数不尽的绝色歌姬,喝不尽的美酒佳肴,王侯将相,新新子弟皆聚于此。
天子脚下,既是风流繁华之地,也是权贵相互暗涌的聚集之地,更是三教九流争艳盛开之地。
在京都,你若是富贵得势,可一日享尽人生欢愉。金樽清酒,美人在怀快活赛神仙。
若是穷困潦倒,那便是看尽眼色,满眼不敢期及那勋贵子弟醉生梦死,挥霍无度的。只能日夜缩在人群街道阴暗处,收拾吃剩菜剩饭,见人弯腰低眉。
像南羌这样,兜里没一铜钱,干净得叮当响还能在街道打横着走的,不是流氓恶霸,就是爪牙走狗。

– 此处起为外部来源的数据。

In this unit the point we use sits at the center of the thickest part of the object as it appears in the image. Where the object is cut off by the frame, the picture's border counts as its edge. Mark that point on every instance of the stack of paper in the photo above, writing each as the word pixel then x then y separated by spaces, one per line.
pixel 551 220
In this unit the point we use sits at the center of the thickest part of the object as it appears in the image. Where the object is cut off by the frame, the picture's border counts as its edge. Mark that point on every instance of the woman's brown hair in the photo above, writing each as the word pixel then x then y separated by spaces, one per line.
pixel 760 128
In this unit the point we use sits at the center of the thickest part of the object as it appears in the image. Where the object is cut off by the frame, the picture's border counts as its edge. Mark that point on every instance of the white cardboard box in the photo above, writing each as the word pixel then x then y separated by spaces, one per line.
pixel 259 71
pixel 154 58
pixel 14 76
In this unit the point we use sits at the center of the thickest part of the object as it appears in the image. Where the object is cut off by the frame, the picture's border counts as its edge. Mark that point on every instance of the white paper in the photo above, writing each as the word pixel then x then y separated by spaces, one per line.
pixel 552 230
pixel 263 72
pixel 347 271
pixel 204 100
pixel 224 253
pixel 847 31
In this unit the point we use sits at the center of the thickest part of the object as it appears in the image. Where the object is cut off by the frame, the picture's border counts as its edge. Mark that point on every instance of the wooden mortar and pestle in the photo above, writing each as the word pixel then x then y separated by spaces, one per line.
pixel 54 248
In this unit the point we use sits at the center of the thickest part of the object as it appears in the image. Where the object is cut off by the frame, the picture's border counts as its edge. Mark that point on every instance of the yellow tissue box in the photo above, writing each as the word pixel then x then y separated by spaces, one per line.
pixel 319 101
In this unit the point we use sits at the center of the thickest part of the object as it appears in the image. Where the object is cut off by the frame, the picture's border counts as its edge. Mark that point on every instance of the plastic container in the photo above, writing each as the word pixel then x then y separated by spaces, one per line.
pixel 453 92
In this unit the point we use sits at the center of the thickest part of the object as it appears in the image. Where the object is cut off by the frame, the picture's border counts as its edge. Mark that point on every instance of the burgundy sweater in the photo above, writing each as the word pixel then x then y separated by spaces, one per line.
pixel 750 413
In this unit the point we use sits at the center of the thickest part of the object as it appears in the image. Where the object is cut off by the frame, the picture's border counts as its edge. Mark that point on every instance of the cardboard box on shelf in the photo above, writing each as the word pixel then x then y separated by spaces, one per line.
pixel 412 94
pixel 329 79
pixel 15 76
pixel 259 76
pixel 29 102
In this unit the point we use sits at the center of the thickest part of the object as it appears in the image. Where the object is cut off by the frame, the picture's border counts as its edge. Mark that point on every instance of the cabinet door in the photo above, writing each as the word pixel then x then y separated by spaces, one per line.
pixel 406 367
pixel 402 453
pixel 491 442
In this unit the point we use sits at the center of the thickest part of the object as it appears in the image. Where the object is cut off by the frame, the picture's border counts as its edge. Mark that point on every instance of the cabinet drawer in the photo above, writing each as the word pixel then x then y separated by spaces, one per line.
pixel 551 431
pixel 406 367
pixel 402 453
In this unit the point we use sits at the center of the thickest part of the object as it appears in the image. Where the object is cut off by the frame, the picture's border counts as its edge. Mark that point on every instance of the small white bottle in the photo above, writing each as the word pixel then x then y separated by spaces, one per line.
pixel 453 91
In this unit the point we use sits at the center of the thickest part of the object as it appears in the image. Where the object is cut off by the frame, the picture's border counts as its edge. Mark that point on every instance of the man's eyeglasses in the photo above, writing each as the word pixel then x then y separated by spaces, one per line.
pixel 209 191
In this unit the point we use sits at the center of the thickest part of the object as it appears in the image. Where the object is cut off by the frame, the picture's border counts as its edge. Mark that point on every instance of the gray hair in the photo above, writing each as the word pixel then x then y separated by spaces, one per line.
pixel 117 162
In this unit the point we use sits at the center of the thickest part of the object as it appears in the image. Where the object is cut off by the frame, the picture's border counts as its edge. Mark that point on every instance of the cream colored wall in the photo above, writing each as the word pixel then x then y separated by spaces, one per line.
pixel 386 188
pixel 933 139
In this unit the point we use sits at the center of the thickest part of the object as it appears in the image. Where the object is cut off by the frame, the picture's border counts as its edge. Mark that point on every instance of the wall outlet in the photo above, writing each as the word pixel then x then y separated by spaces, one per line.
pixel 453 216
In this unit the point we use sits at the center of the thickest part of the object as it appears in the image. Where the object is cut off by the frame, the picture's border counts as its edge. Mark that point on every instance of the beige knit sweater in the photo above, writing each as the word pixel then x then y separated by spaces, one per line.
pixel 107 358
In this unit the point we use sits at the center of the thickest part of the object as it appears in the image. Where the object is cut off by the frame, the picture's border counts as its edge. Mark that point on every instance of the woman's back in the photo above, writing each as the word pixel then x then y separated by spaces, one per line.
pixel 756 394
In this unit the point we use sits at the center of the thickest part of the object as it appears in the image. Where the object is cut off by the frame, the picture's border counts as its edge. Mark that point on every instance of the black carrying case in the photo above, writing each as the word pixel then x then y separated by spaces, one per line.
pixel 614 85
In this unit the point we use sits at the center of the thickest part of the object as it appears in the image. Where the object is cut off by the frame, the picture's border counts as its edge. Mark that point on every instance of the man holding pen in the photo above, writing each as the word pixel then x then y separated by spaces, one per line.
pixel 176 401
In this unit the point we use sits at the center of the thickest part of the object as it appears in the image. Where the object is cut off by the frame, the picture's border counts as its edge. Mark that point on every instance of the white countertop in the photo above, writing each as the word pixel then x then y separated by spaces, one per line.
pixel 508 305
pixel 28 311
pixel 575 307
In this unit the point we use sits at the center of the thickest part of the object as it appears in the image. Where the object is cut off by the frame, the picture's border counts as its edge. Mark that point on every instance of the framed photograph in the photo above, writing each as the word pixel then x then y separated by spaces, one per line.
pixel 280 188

南羌身上两日没洗澡,大热的天黏黏腻腻的,心里正烦的紧。
南羌到赌坊顺了一袋银子,将银子倒在手心里,掂量掂量,环顾四周。
赌坊在巷子偏僻处,外头巷子只通三人。
赌坊一眼尖的小厮打量这南羌这清秀生面孔。
赌坊桌子前围着一群人,远远看去,身形有皮肤粗黑的糙汉,也瘦骨嶙峋面色苍白风吹易倒的病弱男。0
南羌目光落在衣衫褴褛蓬头垢面满口黑牙,手里握着一枚铜板,面色通红神情激昂看着赌桌上的邋遢鬼。
小厮看南羌打量那邋遢李老汉,刚刚的好脸色嫌弃变得不屑:“是来找人的还是来玩两把的?”
南羌杵在那,盯着那邋遢老汉,骰子上一落,一声大,那老汉面色苍白。
赌桌上做庄的尖猴腮脸,嘴巴前一撮毛,一口大黄牙的男子冲着那邋遢老汉戏谑:“李老头,今日钱没了吧,回去把你那闺女拿来抵押了如何?”
那邋遢老头嘴唇哆嗦,伸出又脏又瘦的手指。
南羌看见那手指指甲乌黑,手指还带着黑溜溜的疙瘩泥,旋即倒了胃口。
“李老头,那你闺女抵押生钱,这有了钱就有了赌资,指不定你转手就赢了回来呢。”那人继续怂恿道,还从怀里掏出了一张银票。
那邋遢老汉咽了咽口水,那人将手中银票扬了扬,其余人旋即起众喧哗。
小厮不耐烦的看着杵在那半天不说话的南羌。
南羌走上赌桌,手里银子一压:“买大,赶紧的。”
那人打量了一眼南羌,似笑非笑:“买定不离手嘞!”
这会,那邋遢老汉颤抖爬了起来,头上已经成结块的发丝遮住大半的脸,只见那口黑牙。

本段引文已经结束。